Aims Seeking to explore some of these issues in Scotland, this presentation outlines the findings of an ongoing national survey that aims to offer an initial mapping of arts service provisions in hospices. The survey attempts to document the scope and stability of current arts service provisions, as well as the profile of arts practitioners working in hospices, and it explores issues pertaining to equality, diversity and inclusion.

Methods Mar-May 22: consultation with stakeholders; ethical approval. Jun-Jul 22: online national survey of all hospices in Scotland. Jul-Sept 22: analysis of data. Data will be analysed using descriptive statistics and thematic analysis.
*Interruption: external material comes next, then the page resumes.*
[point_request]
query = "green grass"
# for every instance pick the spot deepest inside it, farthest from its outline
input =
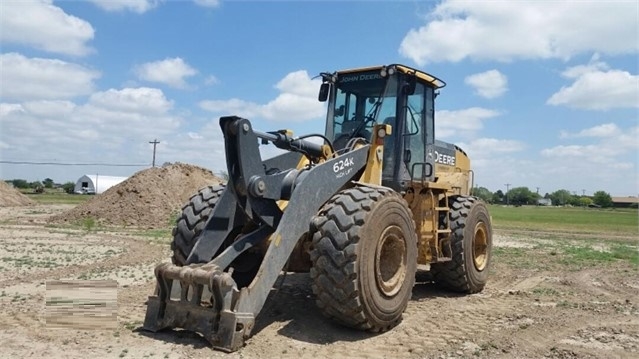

Results It is anticipated that the strategic overview and understanding of hospice arts provision in Scotland provided by this small-scale study will help to contextualise current practice and highlight strengths and gaps in service provision. By offering new knowledge regarding the arts in hospices on a national level, this study will add to existing evidence in the field pointing to implications for interdisciplinary work and policy making (Turton, Williams, Burton, et al., 2018. Palliat Med. 32:559) and it will highlight potential drivers for funding, education and research in the field.

Innovation and interest There is currently no national overview or strategic understanding of hospice arts provision in Scotland: this study represents the first step in addressing this gap and has the potential to connect artists and influence service provision and policy.